The Volkswagen Tiguan is a compact SUV built on the A5 platform that is shared with the Golf and Jetta. The brake system is straightforward, but it has two quirks that can make a brake job difficult: a vacuum pump and electric parking brakes.
On the turbocharged models, the brake booster uses a vacuum pump. If the vacuum pump is failing, the customer may notice a hard brake pedal. The customer may even comment that the pedal changes as the engine warms up.
The seals are what fail on the pump. The pump is driven off the camshaft, and it is located above the transmission. Often there will be an oil leak that looks like a rear main seal issue.

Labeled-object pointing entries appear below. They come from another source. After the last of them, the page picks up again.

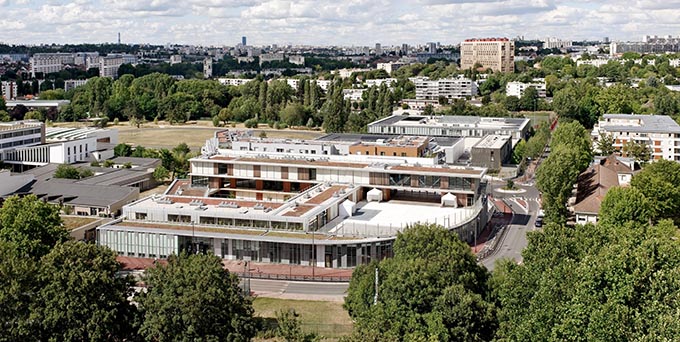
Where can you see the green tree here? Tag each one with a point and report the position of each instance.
(334, 112)
(67, 171)
(660, 183)
(288, 327)
(555, 179)
(18, 279)
(82, 296)
(622, 205)
(431, 269)
(518, 154)
(31, 224)
(574, 136)
(529, 100)
(194, 297)
(605, 283)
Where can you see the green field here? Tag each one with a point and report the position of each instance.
(328, 319)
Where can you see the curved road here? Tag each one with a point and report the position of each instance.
(515, 237)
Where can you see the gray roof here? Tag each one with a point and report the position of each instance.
(354, 137)
(117, 177)
(648, 123)
(78, 194)
(142, 162)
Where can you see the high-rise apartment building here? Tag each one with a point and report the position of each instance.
(497, 54)
(207, 67)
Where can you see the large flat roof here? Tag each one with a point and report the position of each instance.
(452, 121)
(311, 162)
(641, 123)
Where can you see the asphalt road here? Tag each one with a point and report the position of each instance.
(515, 237)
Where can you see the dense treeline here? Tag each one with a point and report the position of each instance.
(570, 154)
(616, 281)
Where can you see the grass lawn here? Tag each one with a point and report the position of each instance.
(195, 134)
(327, 319)
(73, 222)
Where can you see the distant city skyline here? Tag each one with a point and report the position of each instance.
(329, 22)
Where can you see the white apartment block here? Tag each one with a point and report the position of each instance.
(390, 67)
(9, 90)
(323, 84)
(296, 59)
(353, 95)
(449, 88)
(17, 134)
(72, 84)
(234, 81)
(380, 81)
(108, 66)
(207, 67)
(660, 132)
(594, 62)
(556, 43)
(175, 59)
(497, 54)
(344, 73)
(270, 57)
(517, 88)
(50, 62)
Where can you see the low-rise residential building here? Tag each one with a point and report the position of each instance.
(517, 88)
(377, 82)
(354, 95)
(47, 63)
(233, 81)
(491, 152)
(17, 134)
(296, 59)
(108, 65)
(72, 84)
(593, 184)
(420, 104)
(38, 104)
(447, 88)
(556, 43)
(9, 90)
(271, 57)
(390, 66)
(659, 132)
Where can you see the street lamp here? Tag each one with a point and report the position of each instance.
(193, 238)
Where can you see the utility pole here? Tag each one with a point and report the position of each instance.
(375, 297)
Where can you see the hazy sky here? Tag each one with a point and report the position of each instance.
(329, 22)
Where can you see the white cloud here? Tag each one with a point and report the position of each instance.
(332, 22)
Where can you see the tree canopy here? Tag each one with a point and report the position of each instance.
(194, 297)
(426, 291)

Volkswagen equipped Tiguan models with Electronic Parking Brake (EPB) technology. If you are replacing the rear pads, it will require a scan tool to retract the rear caliper pistons. After the piston is reset, you may need to reset the piston further with a clamp to fully retract the piston.

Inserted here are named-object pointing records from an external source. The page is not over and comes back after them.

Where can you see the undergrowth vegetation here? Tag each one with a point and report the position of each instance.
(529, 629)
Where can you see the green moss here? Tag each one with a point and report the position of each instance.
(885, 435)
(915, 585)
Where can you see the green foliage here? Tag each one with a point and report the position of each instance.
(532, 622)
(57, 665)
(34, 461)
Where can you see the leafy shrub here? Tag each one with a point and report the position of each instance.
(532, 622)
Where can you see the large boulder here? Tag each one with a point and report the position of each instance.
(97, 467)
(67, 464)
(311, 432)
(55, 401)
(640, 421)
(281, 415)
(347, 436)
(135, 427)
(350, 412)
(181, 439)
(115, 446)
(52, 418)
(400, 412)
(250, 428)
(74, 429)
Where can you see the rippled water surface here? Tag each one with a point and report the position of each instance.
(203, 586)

EPB allows the vehicle to engage or disengage the parking brakes at the touch of a button or a command from a module. EPB sets the parking brake when the keys are removed from the ignition.
All Tiguans are equipped with Auto-Hold. When the car is braked to a standstill, Auto-Hold retains the last-applied braking pressure with the parking brake. If the ABS wheel speed sensors detect any rolling, the braking force is automatically increased until the car comes to a standstill again. As soon as the driver presses the accelerator again and, in the case of manual gearboxes, releases the clutch, Auto-Hold releases the brakes. This feature also works well in stop-and-go traffic.
The system can be turned on or off manually on 2010-2011 models with a button next to the parking brake button. On 2012 models, the system is on all the time. But, it can be disabled using the driver information display menus. For the system to work, the seatbelt must be fastened and the doors must be closed.
If the brake pads are worn or the caliper is seized, the driver may comment that the brakes drag or do not smoothly disengage.
Take It Easy With Pressure Bleeding
When pressure bleeding an ABS braking system, be sure not to exceed 1 bar (14.7 psi) of pressure. Pressure over 1 bar will cause the change-over valve in the EDS unit (traction control valve in the modulator body) to close, which will not allow the inner circuit of the brake system to bleed.
Volkswagen owners may complain of a pulsating brake pedal when applying the brakes at highway speeds. The pulsation may also be felt as a vibration in the vehicle body, or the steering wheel may shake. The cause of these issues may be improperly machined brakes and lateral runout that was not eliminated. The condition may not be felt until several months after the brakes were machined. To correct the problem, measure the rotors for runout and thickness variation and correct with an on-the-car lathe.
Creaking While Braking
Some Tiguans may exhibit a creaking noise that originates in the front suspension while braking hard or going over large bumps. The source of this noise could be the forward inner control arm bushing. To confirm if this is the issue, raise the vehicle and remove the wheel on the suspected side. Disconnect the lower control arm at the ball joint and move the arm up and down, checking for noise at the forward bushing.
The brake pedal must be depressed in order to start Tiguans with automatic transmissions. If you see a Tiguan with a no-start condition in your shop, check the brake pedal switch.